These dark days in December are always a reflective time, and I started pondering my beginning days as a doll artist. When I started in the 70s, there wasn’t even really a name for what I was doing.Back then, making dolls was rather frivolous, and wasn’t really seen as a useful craft. Luckily, times have changed.
Sietske found some old photos and scanned them for me, so you can see my first dolls and the development of my craft. Though the first dolls haven’t really survived, I was so caught with the virus of making, that soon a collection of dolls emerged.
The first dolls were made from a homemade paper maché, using paper and starch. Luckily, not much later, air-drying modeling clay appeared on the market.
The next step was to share these dolls with the outside world. My husband Lammert was my biggest fan, and arranged a market stall at the anual fair in our old hometown of Joure. I was very excited, and a little nervous, but to my surprise I absolutely loved it. Many more markets followed, and I was asked to exhibit my work. This too I greatly enjoyed. But to have my own space where I could work and exhibit my dolls from home was what I really dreamt of – a dream that came true in the late 80s when we moved to our current house in Sloten.
We bought a beautiful old home that had a small authentic shop space that I turned into a little gallery. Things couldn’t be better! Each day I would work there on my dolls. They sold rapidly, so I had to work hard to keep the collections going. I also took on commisions at the time, something I didn’t really enjoy as much. Having to make something someone else dreamt up wasn’t what I really wanted to do. My husband was in charge of dropping off the orders – something he greatly enjoyed. But for me, the pressure of having to make more commissions was getting in the way of my enjoyment of the creation. In the end, I completely quit making dolls.

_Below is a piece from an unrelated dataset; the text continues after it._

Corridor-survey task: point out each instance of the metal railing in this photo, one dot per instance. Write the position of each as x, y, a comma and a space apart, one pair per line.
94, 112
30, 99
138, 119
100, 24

For years I didn’t have anything to do with doll making, as painting had taken over. For years I had wanted to paint, but I never had time for that. I always kept my doll making equipment, despite not having any interest in making them any more (something that took me by surprise!). It was lucky that I kept it all, as a few years later, I started modeling a little on-and-off, whilst working in the studio. I started missing the physical making and modeling, as painting is a different beast altogether. Slowly, the passion to make dolls was reignited, and you can find me every day in my studio again – modeling, sanding, painting, sewing… Dolls are no longer produced on commission, but purely for my own enjoyment. I’m more careful now with my making time, and am grateful that I can create each day.